Notice the formal plan and shapes of the ponds: Informally arranged plants within the formal outline of the ponds.

Some large tall non-water plants were sneekily planted above the water (bananas for example), looking like they were growing in the ponds, too. I did not know that (what looks like) canna could grow in standing water. They might look better than the ratty cattails in the highly visible stormwater management basins plopped around here after the roads and Potomac River's Wilson Bridge was widened.

Annuals Garden
A path from the sunken garden to the greenhouse crossed what I call the annuals gardens - right down the middle.

Each side of a pleasant trellis-covered walk looked onto a large expanse of grass and beds of mundane annuals. Quantity (of some of my least favorite annuals) rather than quality inspired admiration. Where could one find the largest grasshopper in American but at the largest house in America.

But wait, look at some of the beds along the perimeter walk: Bananas, canna, and castor bean.


The greenhouse was stuffed with plants - maybe a little overstuffed? --Every cactus and succulent under the sun (or glass.) It's larger than a lot of botanical gardens and commercial greenhouses.

Guarding an entrance was a harmonious combination of purple castor bean plants (Ricinus communis) and elephant ears (Colocasia esculenta) I believe were Mojito. Yellow Brugmansia were in bloom outside on a terrace.

04 November 2012

Gone With The Wind

I ventured out in middle of hurricane Sandy to pick fresh herbs for minestrone soup. I must have been nuts, but the oregano, cutting celery, and basil did the soup well. The gardens did not do as well though.

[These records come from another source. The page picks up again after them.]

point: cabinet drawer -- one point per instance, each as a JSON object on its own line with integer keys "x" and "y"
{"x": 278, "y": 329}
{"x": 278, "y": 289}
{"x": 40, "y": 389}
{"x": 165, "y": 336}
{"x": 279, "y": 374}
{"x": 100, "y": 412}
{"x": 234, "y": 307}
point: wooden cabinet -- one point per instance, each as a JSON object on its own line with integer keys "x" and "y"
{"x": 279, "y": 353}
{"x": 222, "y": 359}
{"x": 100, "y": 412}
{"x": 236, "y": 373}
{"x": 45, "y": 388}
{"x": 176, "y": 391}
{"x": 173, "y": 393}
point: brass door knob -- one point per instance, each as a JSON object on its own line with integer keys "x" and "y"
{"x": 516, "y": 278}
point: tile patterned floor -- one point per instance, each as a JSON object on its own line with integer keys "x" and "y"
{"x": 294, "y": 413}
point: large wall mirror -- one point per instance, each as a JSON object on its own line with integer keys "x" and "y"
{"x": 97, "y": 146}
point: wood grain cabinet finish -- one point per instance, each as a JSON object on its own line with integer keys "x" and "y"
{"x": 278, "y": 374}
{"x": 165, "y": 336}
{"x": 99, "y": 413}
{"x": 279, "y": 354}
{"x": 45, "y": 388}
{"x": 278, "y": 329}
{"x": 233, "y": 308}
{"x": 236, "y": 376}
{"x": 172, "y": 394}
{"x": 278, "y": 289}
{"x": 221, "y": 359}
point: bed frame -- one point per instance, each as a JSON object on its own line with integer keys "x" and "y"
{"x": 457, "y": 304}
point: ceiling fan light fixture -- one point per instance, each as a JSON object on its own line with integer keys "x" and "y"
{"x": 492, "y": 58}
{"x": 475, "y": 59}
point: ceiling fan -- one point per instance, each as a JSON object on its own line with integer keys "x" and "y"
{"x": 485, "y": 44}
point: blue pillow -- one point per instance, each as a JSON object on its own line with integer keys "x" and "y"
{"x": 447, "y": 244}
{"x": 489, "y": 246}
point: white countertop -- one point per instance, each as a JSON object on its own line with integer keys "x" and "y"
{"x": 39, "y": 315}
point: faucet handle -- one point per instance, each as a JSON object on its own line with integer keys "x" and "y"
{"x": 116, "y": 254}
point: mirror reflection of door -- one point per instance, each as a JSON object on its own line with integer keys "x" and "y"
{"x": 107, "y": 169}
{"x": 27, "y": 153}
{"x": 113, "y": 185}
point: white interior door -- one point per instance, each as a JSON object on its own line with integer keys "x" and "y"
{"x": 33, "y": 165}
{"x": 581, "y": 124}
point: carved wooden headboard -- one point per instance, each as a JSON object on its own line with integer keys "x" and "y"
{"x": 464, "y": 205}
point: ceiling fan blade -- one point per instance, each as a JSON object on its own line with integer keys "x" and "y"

The 8-foot tall (2.5 m) castor bean plants were flattened. These annuals were going to go when we get our first frost, so it's no loss. They were staked up a bit after a thunderstorm in August bent them over.

The Tuscany basil was blown to one side, like someone combs their hair to one side. Zinnias, another annual, were smacked down. The lonely second season sunflower was flattened. The sunflowers were picked and brought indoors for late flowers in the house - along with a few tomatoes still going.

But Sandy left a little new autumn gift in the deck. Some type of fungal growth appeared along the seams in the wood platform steps, probably where dirt and gunk accumulated. In two days (after the rain stopped) it all vanished.

Fortunately, there were no power outages beyond a few minutes. No one in my neighborhood was flooded, although the low lying areas were evacuated because of flooding in the past five years. We await more surprises climate change may bring in the future.